We want our NPCs to move every turn, which we do using the all iterator; this turns the remainder of the block into a loop over each of the NPCs iterated over, so to avoid thinking too hard about where this might succeed or fail, we turn this into a call to a named procedure wander which receives the NPC as a parameter:

rule
all these professor_boysenberry miss_cherry doctor_lime
run wander $this

Then we write a rule for wander like this:

proc wander person
pick new_room these foyer billiards_room library
eq $person.loc $new_room
sayat $new_room {the $Person} paces back and forth.

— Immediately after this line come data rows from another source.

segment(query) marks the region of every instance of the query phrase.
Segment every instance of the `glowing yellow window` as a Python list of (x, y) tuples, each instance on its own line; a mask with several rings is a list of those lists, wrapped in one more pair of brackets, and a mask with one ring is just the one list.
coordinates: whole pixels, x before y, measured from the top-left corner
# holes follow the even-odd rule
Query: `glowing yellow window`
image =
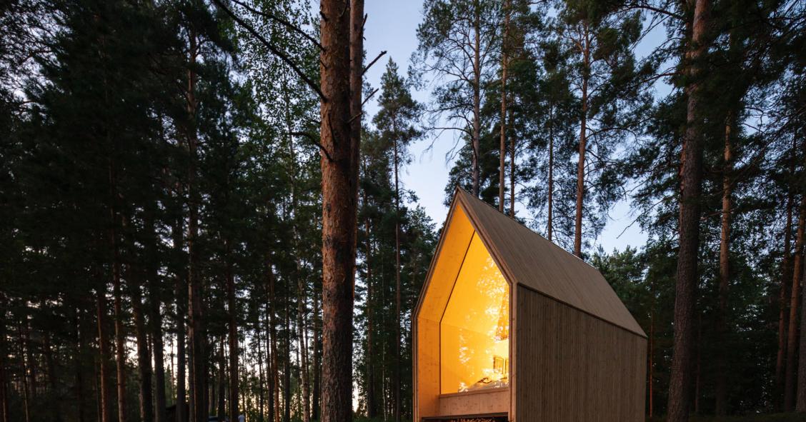
[(440, 393), (509, 384), (509, 284), (474, 234), (439, 323)]

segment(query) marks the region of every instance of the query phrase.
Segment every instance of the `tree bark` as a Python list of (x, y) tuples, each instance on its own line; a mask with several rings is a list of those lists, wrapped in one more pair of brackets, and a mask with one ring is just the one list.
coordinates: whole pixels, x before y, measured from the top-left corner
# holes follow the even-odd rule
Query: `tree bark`
[[(133, 274), (140, 269), (129, 267), (129, 273)], [(154, 401), (152, 390), (152, 366), (151, 353), (148, 350), (148, 336), (146, 333), (146, 323), (143, 315), (143, 297), (140, 283), (135, 281), (139, 277), (132, 275), (131, 285), (129, 287), (131, 297), (132, 316), (135, 320), (135, 337), (137, 343), (137, 368), (139, 372), (140, 420), (151, 422), (154, 420)]]
[(582, 258), (582, 213), (585, 198), (585, 151), (588, 147), (588, 82), (591, 65), (590, 42), (587, 21), (582, 43), (582, 121), (580, 124), (580, 157), (576, 165), (576, 214), (574, 225), (574, 254)]
[(330, 155), (322, 156), (322, 421), (349, 422), (364, 2), (322, 0), (321, 15), (320, 143)]
[(798, 217), (798, 231), (795, 240), (795, 264), (792, 271), (792, 283), (790, 292), (791, 296), (789, 302), (789, 329), (787, 336), (787, 365), (786, 374), (784, 375), (784, 410), (789, 412), (795, 408), (796, 399), (796, 377), (797, 376), (797, 362), (796, 356), (797, 353), (798, 341), (798, 302), (800, 300), (800, 274), (802, 271), (801, 260), (803, 256), (801, 251), (804, 247), (804, 201), (802, 197)]
[(509, 0), (504, 2), (504, 29), (501, 37), (501, 142), (498, 147), (498, 210), (504, 212), (504, 173), (506, 158), (506, 71), (509, 64), (507, 42), (509, 39)]
[(680, 159), (679, 250), (675, 295), (674, 339), (669, 380), (667, 422), (688, 420), (694, 342), (697, 262), (700, 240), (700, 192), (702, 189), (703, 135), (701, 105), (701, 60), (707, 52), (709, 0), (690, 0), (694, 9), (692, 40), (687, 52), (688, 81), (686, 131)]
[[(238, 420), (238, 325), (235, 321), (235, 314), (238, 309), (235, 307), (235, 277), (232, 271), (232, 259), (231, 255), (231, 245), (229, 239), (226, 240), (224, 246), (226, 250), (226, 310), (229, 314), (229, 341), (230, 341), (230, 420)], [(223, 347), (223, 346), (222, 346)], [(222, 368), (223, 370), (223, 368)], [(223, 373), (222, 373), (223, 374)], [(308, 422), (307, 420), (305, 422)]]
[(206, 415), (206, 380), (207, 371), (206, 362), (207, 355), (205, 352), (205, 331), (202, 321), (202, 286), (199, 274), (199, 256), (196, 245), (198, 238), (198, 206), (201, 198), (198, 188), (196, 186), (196, 161), (197, 159), (198, 137), (196, 131), (196, 60), (198, 54), (198, 45), (196, 33), (193, 30), (189, 31), (189, 60), (188, 60), (188, 86), (186, 92), (187, 114), (190, 122), (187, 128), (188, 151), (188, 253), (189, 255), (188, 265), (189, 297), (188, 317), (190, 340), (191, 384), (190, 384), (190, 422), (205, 422)]
[[(804, 145), (804, 147), (806, 147), (806, 145)], [(794, 267), (794, 271), (792, 271), (793, 292), (796, 289), (797, 289), (797, 286), (802, 285), (802, 283), (804, 283), (804, 271), (806, 271), (806, 270), (804, 270), (804, 265), (806, 264), (806, 262), (804, 262), (806, 261), (806, 257), (804, 256), (804, 254), (806, 253), (804, 252), (804, 245), (806, 245), (806, 243), (804, 243), (806, 242), (806, 238), (804, 238), (804, 236), (806, 236), (806, 233), (804, 233), (804, 230), (806, 230), (806, 193), (801, 194), (800, 196), (800, 217), (798, 217), (798, 234), (797, 234), (797, 238), (795, 241), (795, 267)], [(806, 295), (803, 295), (803, 296), (806, 297)], [(793, 293), (792, 301), (794, 305), (796, 305), (796, 300), (797, 297), (795, 296)], [(795, 392), (796, 392), (797, 394), (796, 401), (796, 410), (797, 412), (806, 412), (806, 335), (804, 335), (804, 333), (806, 333), (806, 308), (804, 308), (804, 306), (806, 306), (806, 302), (803, 303), (800, 310), (801, 334), (800, 334), (800, 345), (798, 354), (799, 366), (796, 374), (797, 385), (792, 385), (791, 387), (791, 389), (793, 392), (793, 395)], [(796, 306), (792, 307), (793, 309), (796, 308)], [(791, 314), (790, 314), (789, 316), (790, 329), (791, 329), (794, 321), (795, 318), (792, 316)], [(790, 331), (789, 335), (790, 335), (790, 340), (794, 343), (795, 337), (797, 335), (797, 333), (793, 333), (792, 331)], [(790, 349), (792, 350), (792, 352), (794, 354), (795, 347), (792, 346)], [(794, 368), (795, 365), (794, 355), (792, 356), (791, 360), (793, 361), (792, 368), (789, 367), (790, 365), (788, 358), (787, 362), (787, 385), (790, 384), (789, 379), (791, 377), (794, 378), (796, 375), (796, 369)], [(791, 383), (792, 384), (795, 383), (794, 379), (791, 381)], [(787, 389), (787, 392), (788, 391), (789, 389)]]
[(722, 214), (719, 241), (719, 300), (717, 314), (717, 336), (719, 339), (717, 357), (717, 379), (715, 387), (715, 412), (718, 416), (727, 413), (728, 384), (727, 380), (727, 319), (728, 290), (730, 286), (730, 225), (733, 213), (733, 147), (731, 130), (733, 114), (729, 113), (725, 125), (725, 168), (722, 171)]
[(473, 149), (473, 196), (479, 197), (480, 163), (481, 157), (481, 10), (478, 2), (474, 2), (476, 18), (473, 19), (473, 133), (471, 147)]
[[(153, 227), (152, 227), (153, 230)], [(152, 260), (148, 263), (148, 286), (151, 312), (148, 318), (151, 323), (152, 343), (154, 355), (154, 420), (155, 422), (167, 422), (165, 414), (165, 359), (164, 343), (162, 332), (162, 306), (160, 280), (157, 269), (156, 234), (152, 232)]]
[(321, 379), (322, 379), (322, 327), (320, 324), (319, 316), (319, 296), (314, 290), (314, 394), (313, 394), (313, 409), (311, 411), (311, 417), (314, 420), (319, 420), (320, 412), (320, 403), (322, 400), (322, 389), (320, 388)]
[(549, 106), (549, 186), (548, 216), (546, 222), (546, 238), (551, 242), (554, 235), (554, 107)]
[[(795, 140), (792, 144), (792, 155), (794, 155), (795, 149), (797, 145), (797, 141)], [(795, 176), (795, 157), (790, 157), (789, 159), (789, 176), (790, 177), (794, 177)], [(779, 394), (779, 397), (783, 397), (784, 393), (784, 360), (787, 354), (787, 321), (788, 321), (788, 309), (789, 304), (788, 299), (788, 285), (789, 281), (792, 278), (792, 268), (791, 268), (791, 241), (792, 241), (792, 217), (793, 212), (792, 209), (795, 204), (795, 193), (792, 189), (791, 184), (789, 185), (788, 192), (787, 192), (787, 221), (784, 224), (783, 229), (783, 259), (781, 263), (781, 285), (779, 289), (779, 313), (778, 313), (778, 354), (775, 358), (775, 386), (776, 391)], [(778, 402), (778, 406), (783, 408), (783, 403)]]
[[(114, 225), (114, 223), (113, 223)], [(114, 229), (111, 230), (114, 261), (112, 270), (113, 308), (114, 309), (115, 383), (118, 386), (118, 420), (126, 422), (126, 333), (123, 329), (123, 298), (121, 297), (120, 258)]]
[(96, 292), (96, 313), (95, 321), (98, 325), (98, 366), (100, 387), (99, 393), (101, 396), (101, 412), (99, 418), (101, 422), (112, 422), (111, 413), (111, 388), (110, 377), (111, 371), (109, 367), (110, 350), (109, 350), (109, 334), (106, 331), (106, 286), (102, 284)]
[[(177, 186), (177, 197), (182, 197), (181, 185)], [(180, 201), (180, 202), (181, 202)], [(181, 207), (180, 207), (181, 209)], [(180, 213), (181, 213), (180, 209)], [(177, 217), (173, 227), (171, 230), (173, 237), (173, 250), (176, 258), (182, 256), (182, 245), (185, 244), (183, 236), (182, 218)], [(177, 420), (175, 422), (185, 422), (188, 416), (185, 414), (187, 408), (187, 395), (185, 390), (185, 316), (186, 314), (185, 304), (187, 297), (185, 292), (188, 291), (187, 279), (181, 270), (183, 265), (177, 265), (175, 270), (176, 283), (176, 303), (174, 312), (174, 324), (177, 330), (177, 387), (176, 387), (176, 404), (177, 404)]]
[[(367, 206), (367, 197), (364, 195), (364, 206)], [(377, 400), (375, 397), (375, 356), (372, 352), (372, 244), (370, 238), (369, 217), (364, 222), (364, 236), (367, 238), (366, 256), (364, 264), (367, 266), (367, 416), (370, 419), (377, 416)]]
[[(393, 130), (397, 133), (397, 130)], [(394, 376), (394, 418), (401, 420), (401, 192), (398, 180), (398, 144), (394, 143), (395, 166), (395, 366)]]
[(272, 395), (269, 396), (270, 404), (273, 404), (272, 408), (272, 422), (280, 421), (280, 374), (279, 374), (279, 366), (277, 362), (277, 323), (275, 317), (274, 310), (271, 308), (276, 306), (277, 296), (275, 292), (275, 279), (274, 279), (274, 271), (272, 268), (271, 260), (267, 256), (267, 278), (268, 281), (268, 296), (269, 303), (272, 304), (270, 307), (268, 304), (266, 304), (266, 313), (268, 315), (267, 322), (268, 322), (268, 333), (269, 337), (271, 337), (271, 343), (269, 345), (268, 350), (270, 350), (271, 357), (269, 358), (269, 362), (271, 364), (271, 374), (269, 375)]

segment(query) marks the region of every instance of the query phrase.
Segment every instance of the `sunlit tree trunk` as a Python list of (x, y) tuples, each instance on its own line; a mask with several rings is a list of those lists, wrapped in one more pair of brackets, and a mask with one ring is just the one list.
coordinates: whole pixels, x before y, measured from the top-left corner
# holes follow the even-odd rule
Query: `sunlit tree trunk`
[[(498, 147), (498, 210), (504, 212), (504, 173), (506, 158), (506, 100), (507, 100), (507, 67), (509, 66), (508, 42), (509, 39), (509, 0), (504, 2), (504, 28), (501, 31), (501, 116), (500, 145)], [(514, 155), (513, 156), (514, 159)]]
[(725, 125), (725, 168), (722, 170), (722, 213), (721, 218), (721, 234), (719, 242), (719, 300), (717, 315), (717, 336), (720, 346), (717, 357), (716, 379), (716, 410), (717, 415), (727, 413), (728, 385), (725, 377), (727, 370), (727, 319), (728, 319), (728, 289), (730, 286), (730, 225), (733, 213), (733, 146), (732, 129), (733, 117), (729, 113), (727, 122)]
[(694, 316), (696, 301), (697, 262), (700, 242), (700, 192), (702, 189), (702, 110), (700, 104), (703, 72), (700, 70), (708, 48), (707, 31), (709, 0), (689, 0), (694, 10), (692, 39), (685, 60), (688, 79), (686, 130), (680, 157), (680, 194), (679, 214), (679, 255), (677, 283), (675, 291), (674, 340), (671, 373), (669, 379), (667, 422), (688, 420), (692, 355)]

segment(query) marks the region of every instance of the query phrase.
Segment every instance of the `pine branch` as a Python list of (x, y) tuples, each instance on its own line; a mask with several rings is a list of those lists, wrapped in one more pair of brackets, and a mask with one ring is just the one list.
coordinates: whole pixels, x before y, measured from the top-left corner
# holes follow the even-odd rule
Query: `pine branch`
[(317, 47), (318, 47), (320, 50), (324, 50), (325, 49), (325, 48), (322, 47), (321, 43), (319, 43), (319, 41), (317, 39), (312, 37), (310, 35), (310, 34), (305, 32), (305, 31), (302, 31), (302, 29), (300, 28), (299, 27), (297, 27), (297, 25), (294, 25), (293, 23), (291, 23), (290, 22), (289, 22), (289, 21), (287, 21), (287, 20), (285, 20), (285, 19), (282, 19), (282, 18), (280, 18), (279, 16), (272, 14), (270, 13), (266, 13), (264, 11), (258, 10), (257, 9), (255, 9), (254, 7), (252, 7), (252, 6), (251, 6), (244, 3), (243, 2), (240, 2), (239, 0), (230, 0), (230, 1), (232, 2), (233, 3), (237, 4), (238, 6), (240, 6), (241, 7), (246, 9), (247, 10), (248, 10), (248, 11), (250, 11), (251, 13), (254, 13), (255, 14), (259, 14), (259, 15), (263, 16), (264, 18), (272, 19), (272, 20), (276, 21), (276, 22), (279, 22), (280, 23), (282, 23), (283, 25), (285, 25), (287, 27), (289, 27), (289, 29), (291, 29), (294, 32), (297, 32), (297, 34), (304, 36), (306, 39), (308, 39), (311, 43), (314, 43), (314, 44), (316, 45)]
[(290, 66), (291, 68), (294, 71), (294, 72), (297, 73), (297, 75), (299, 76), (301, 78), (302, 78), (302, 81), (304, 81), (305, 84), (307, 84), (308, 86), (310, 87), (311, 89), (316, 91), (316, 93), (319, 94), (319, 98), (322, 99), (322, 101), (325, 102), (327, 101), (327, 98), (325, 97), (325, 94), (322, 93), (322, 89), (319, 88), (319, 85), (314, 83), (314, 81), (311, 81), (311, 79), (308, 77), (308, 76), (305, 75), (301, 69), (300, 69), (299, 66), (297, 66), (297, 64), (293, 62), (293, 60), (289, 59), (282, 52), (280, 52), (273, 45), (272, 45), (271, 43), (269, 43), (265, 38), (264, 38), (263, 35), (259, 34), (258, 31), (255, 30), (255, 28), (251, 27), (243, 19), (239, 18), (238, 15), (235, 14), (235, 12), (231, 10), (229, 7), (224, 6), (224, 3), (222, 3), (221, 0), (213, 0), (213, 2), (215, 3), (216, 6), (220, 7), (222, 10), (224, 10), (224, 12), (226, 13), (226, 14), (228, 14), (231, 18), (232, 18), (233, 20), (238, 23), (239, 25), (240, 25), (247, 31), (249, 31), (249, 33), (254, 35), (255, 38), (256, 38), (259, 41), (260, 41), (260, 43), (262, 43), (264, 46), (266, 46), (266, 48), (268, 48), (268, 50), (272, 52), (272, 54), (276, 56), (277, 57), (280, 57), (281, 60), (283, 60), (286, 64)]

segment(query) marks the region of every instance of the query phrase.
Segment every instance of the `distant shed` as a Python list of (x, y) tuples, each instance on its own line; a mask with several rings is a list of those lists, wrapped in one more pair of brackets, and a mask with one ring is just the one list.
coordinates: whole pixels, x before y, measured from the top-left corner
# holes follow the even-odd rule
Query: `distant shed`
[(461, 189), (413, 341), (415, 422), (644, 419), (646, 335), (601, 274)]

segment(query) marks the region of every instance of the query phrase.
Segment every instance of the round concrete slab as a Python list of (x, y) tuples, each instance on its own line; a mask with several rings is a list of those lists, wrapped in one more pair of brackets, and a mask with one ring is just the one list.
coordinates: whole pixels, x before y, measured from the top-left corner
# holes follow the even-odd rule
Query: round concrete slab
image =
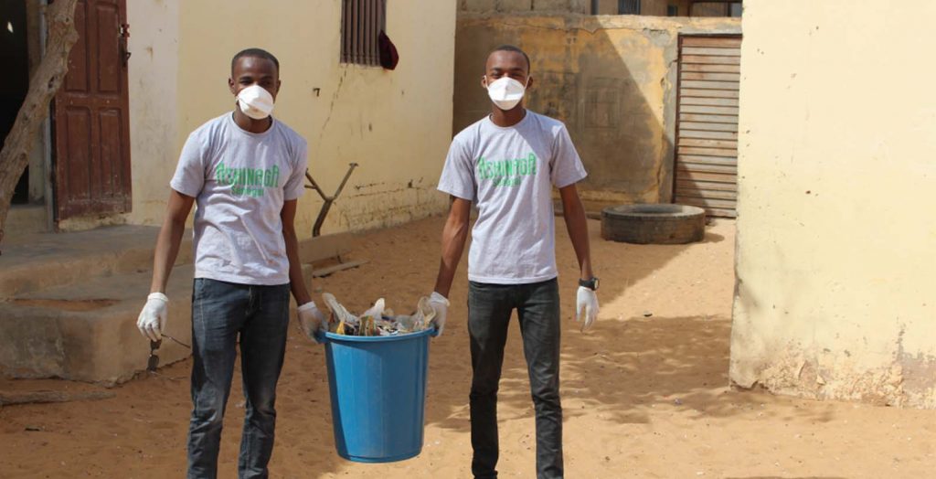
[(621, 205), (601, 212), (601, 237), (636, 244), (685, 244), (705, 238), (705, 210), (667, 203)]

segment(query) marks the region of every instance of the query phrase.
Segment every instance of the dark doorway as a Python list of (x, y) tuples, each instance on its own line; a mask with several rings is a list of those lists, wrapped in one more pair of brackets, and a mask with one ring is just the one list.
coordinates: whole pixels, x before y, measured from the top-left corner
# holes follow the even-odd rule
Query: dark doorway
[[(0, 2), (0, 138), (6, 139), (22, 100), (29, 91), (29, 49), (26, 36), (26, 2)], [(13, 192), (13, 204), (29, 202), (29, 168)]]

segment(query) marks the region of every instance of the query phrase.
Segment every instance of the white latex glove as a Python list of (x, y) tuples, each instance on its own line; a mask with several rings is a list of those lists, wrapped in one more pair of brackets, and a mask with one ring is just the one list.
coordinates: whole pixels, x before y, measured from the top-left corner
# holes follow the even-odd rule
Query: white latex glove
[(316, 332), (325, 333), (329, 329), (329, 322), (325, 318), (325, 314), (318, 311), (318, 307), (315, 306), (315, 301), (309, 301), (296, 310), (299, 315), (299, 325), (302, 328), (302, 332), (309, 337), (310, 340), (314, 340), (315, 342), (319, 342), (318, 338), (315, 337)]
[(168, 304), (169, 298), (162, 293), (150, 293), (150, 296), (146, 297), (146, 305), (137, 318), (137, 327), (150, 341), (162, 339), (166, 323), (169, 320)]
[(442, 336), (442, 331), (446, 328), (446, 316), (448, 314), (448, 299), (438, 292), (433, 291), (429, 296), (429, 305), (435, 310), (435, 317), (432, 318), (432, 323), (435, 324), (435, 328), (439, 331), (439, 336)]
[(576, 295), (576, 322), (582, 320), (582, 312), (585, 312), (585, 322), (582, 323), (581, 330), (585, 331), (594, 323), (598, 317), (598, 295), (591, 288), (578, 286), (578, 294)]

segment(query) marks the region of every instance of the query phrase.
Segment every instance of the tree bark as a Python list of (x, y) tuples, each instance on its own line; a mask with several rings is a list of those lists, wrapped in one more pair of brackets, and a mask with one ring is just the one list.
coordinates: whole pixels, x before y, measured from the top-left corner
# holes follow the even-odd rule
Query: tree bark
[[(46, 7), (49, 37), (42, 62), (29, 79), (29, 92), (16, 115), (16, 122), (0, 151), (0, 243), (13, 190), (29, 165), (32, 139), (49, 116), (49, 103), (68, 72), (68, 54), (78, 41), (75, 5), (78, 0), (58, 0)], [(52, 198), (46, 198), (51, 201)]]

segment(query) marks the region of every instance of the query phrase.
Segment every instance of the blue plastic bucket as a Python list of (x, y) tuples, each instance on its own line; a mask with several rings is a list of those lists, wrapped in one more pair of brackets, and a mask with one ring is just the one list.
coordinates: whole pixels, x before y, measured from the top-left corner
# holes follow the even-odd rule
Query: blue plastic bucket
[(422, 451), (429, 339), (434, 335), (434, 328), (398, 336), (325, 334), (339, 456), (393, 462)]

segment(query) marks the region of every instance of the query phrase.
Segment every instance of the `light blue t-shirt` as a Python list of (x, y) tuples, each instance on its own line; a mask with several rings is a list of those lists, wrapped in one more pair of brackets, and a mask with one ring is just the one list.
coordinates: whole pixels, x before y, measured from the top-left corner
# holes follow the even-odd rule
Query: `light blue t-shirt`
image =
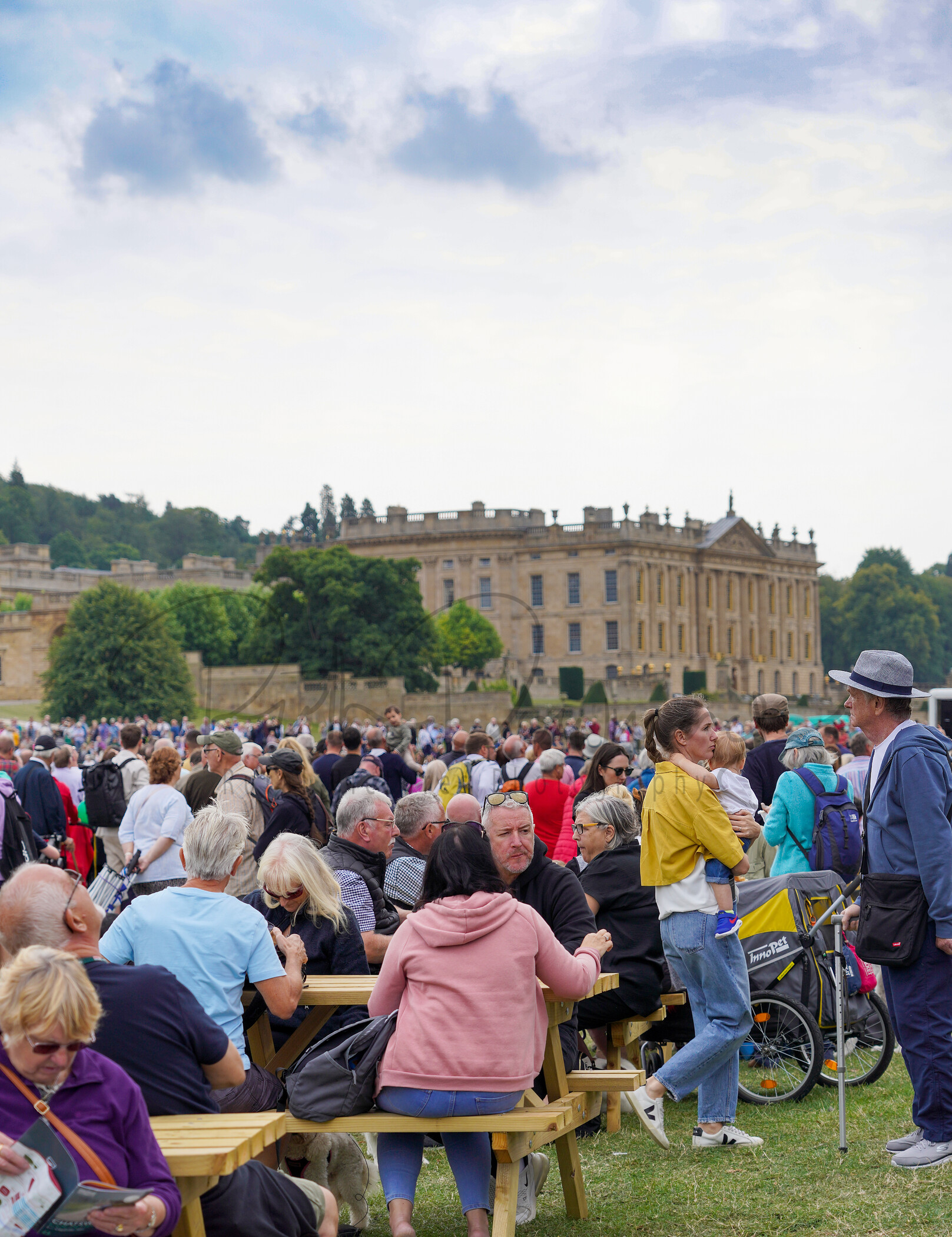
[(245, 1069), (241, 990), (284, 975), (268, 923), (229, 893), (162, 889), (135, 898), (99, 941), (110, 962), (164, 966), (237, 1048)]

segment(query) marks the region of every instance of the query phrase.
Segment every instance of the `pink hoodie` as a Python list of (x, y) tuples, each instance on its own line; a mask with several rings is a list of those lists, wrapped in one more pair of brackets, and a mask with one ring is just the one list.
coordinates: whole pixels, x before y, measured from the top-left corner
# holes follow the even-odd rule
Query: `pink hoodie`
[(580, 999), (598, 976), (538, 912), (508, 893), (441, 898), (409, 915), (387, 949), (367, 1008), (397, 1014), (377, 1075), (427, 1091), (522, 1091), (545, 1055), (549, 1018), (538, 975)]

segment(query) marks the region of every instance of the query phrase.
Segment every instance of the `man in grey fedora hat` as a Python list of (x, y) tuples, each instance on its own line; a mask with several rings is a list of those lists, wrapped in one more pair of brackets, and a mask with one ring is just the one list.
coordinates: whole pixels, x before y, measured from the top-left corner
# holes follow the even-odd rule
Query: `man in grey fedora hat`
[[(912, 664), (865, 649), (852, 672), (849, 720), (874, 745), (863, 794), (868, 870), (916, 876), (929, 904), (922, 951), (911, 966), (884, 966), (889, 1014), (912, 1080), (916, 1128), (886, 1143), (895, 1168), (952, 1159), (952, 764), (937, 730), (912, 721)], [(844, 927), (859, 908), (843, 915)]]

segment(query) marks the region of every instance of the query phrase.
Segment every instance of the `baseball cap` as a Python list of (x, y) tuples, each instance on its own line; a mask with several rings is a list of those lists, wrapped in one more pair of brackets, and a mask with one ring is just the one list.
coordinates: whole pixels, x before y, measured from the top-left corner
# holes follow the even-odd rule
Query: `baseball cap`
[(198, 745), (199, 747), (219, 747), (229, 756), (241, 756), (241, 740), (234, 730), (216, 730), (211, 735), (203, 735)]
[(266, 769), (283, 769), (286, 773), (300, 773), (304, 768), (304, 761), (292, 747), (279, 747), (270, 756), (262, 756), (258, 763)]
[(825, 747), (823, 736), (812, 726), (801, 726), (795, 730), (784, 743), (784, 751), (789, 752), (794, 747)]
[(790, 701), (786, 696), (778, 695), (776, 691), (768, 691), (765, 695), (754, 698), (750, 711), (754, 717), (763, 717), (765, 713), (789, 713)]

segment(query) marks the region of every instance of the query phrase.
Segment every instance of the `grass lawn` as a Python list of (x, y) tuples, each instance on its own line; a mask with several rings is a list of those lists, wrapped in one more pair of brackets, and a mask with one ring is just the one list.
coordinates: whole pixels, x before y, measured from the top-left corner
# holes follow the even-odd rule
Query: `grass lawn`
[[(836, 1090), (816, 1086), (802, 1103), (738, 1105), (738, 1124), (764, 1139), (755, 1152), (691, 1150), (696, 1100), (665, 1105), (671, 1150), (663, 1152), (637, 1117), (618, 1134), (581, 1141), (589, 1220), (565, 1215), (559, 1168), (539, 1199), (525, 1237), (920, 1237), (952, 1227), (952, 1164), (912, 1173), (889, 1166), (888, 1138), (911, 1126), (911, 1087), (896, 1055), (869, 1087), (847, 1090), (849, 1153), (837, 1149)], [(417, 1190), (418, 1237), (465, 1233), (453, 1174), (441, 1149), (427, 1150)], [(373, 1230), (387, 1232), (383, 1197), (371, 1200)]]

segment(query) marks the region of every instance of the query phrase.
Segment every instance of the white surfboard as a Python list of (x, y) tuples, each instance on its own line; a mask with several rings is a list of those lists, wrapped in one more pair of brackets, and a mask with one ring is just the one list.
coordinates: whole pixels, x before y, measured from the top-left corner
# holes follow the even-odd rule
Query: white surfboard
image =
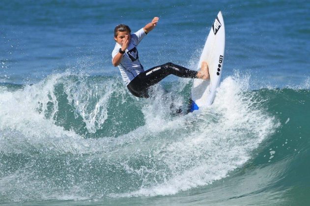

This sets the variable new_room to one of the three rooms and then checks whether the destination is the same as the point of origin. If it is, we get the message about pacing back and forth.

If the destination isn’t the same as the point of origin, the rule fails and is aborted. In this case the game looks for another rule which tells it how to carry out wandering, and finds this one instead:

proc wander person
sayat $person.loc {the $Person} decides to go to {$new_room.dest_name}.
assign old_room $person.loc
sayat $new_room {the $Person} arrives from {$old_room.dest_name}.
put $person $new_room

Rooms in Gruescript don’t have any kind of printed name by default, so since we want to be able to say “decides to go to the foyer”, we add a dest_name property to the rooms we defined earlier:

room foyer You're in the grand foyer.
prop dest_name the foyer

room billiards_room You're in the billiards room.
prop dest_name the billiards room

room library You're in the library.
prop dest_name the library

My second proc wander person block originally had the assertion !eq $person.loc $new_room at the start, but that’s redundant; if the location is equal to new_room, the first block will succeed and this one will never be reached at all. Note that even if the first block fails, its modification to the global state (assigning a random value to new_room) persists.